Second, the rules of cellular democracy, such as council members being recallable and lower level councils able to secede from the jurisdiction of higher levels, provide incentives to decentralize governance to economically optimal levels. Third, the decentralization harnesses the localized knowledge, preferences, and entrepreneurship, and reduces the need for costly media messages. Fourth, by inducing local competition, cellular democracy provides the incentive to eliminate taxes with high excess burdens and shift public finance to user fees and site rents, similar to the financing of private communities.

The secession option, along with the small size of the councils, reduces the inefficiency of democratic governance. Collective governance has inherent inefficiencies relative to a rule by one person, but there are offsetting benefits. Democratic governance can foster community spirit, induce volunteer effort, and provide members with a voice. These benefits are more effective when the size is small. The Village of Arden, referred to above, is an example of a small community with democratic governance and much civic participation. At any rate, a cell in the structure can be a proprietary community run by a corporation, giving people a choice of living either in a democratic association or under one landlord.

The institutional concept of cellular democracy provides a basis for a comparative economic analysis of public choice in contrast to mass democracy.

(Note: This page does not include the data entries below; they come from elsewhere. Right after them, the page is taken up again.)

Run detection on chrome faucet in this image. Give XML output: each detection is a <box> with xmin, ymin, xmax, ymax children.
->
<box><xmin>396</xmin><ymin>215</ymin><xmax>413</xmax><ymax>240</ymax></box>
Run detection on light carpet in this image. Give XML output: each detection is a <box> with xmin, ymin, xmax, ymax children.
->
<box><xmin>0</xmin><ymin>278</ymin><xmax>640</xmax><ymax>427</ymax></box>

The knowledge and incentive aspects as well as the impact on the economy of mass democracy can thereby be better understood, Austrian theory offering additional insights due to its deeper investigation of the epistemics of rent seeking, its relationship to political capital, and disaggregated view of dynamic processes. The proposition that democracy, however flawed, has no better alternative, is insufficiently disaggregated, since democracy itself can have various structures, which impact outcomes in substantially differing ways.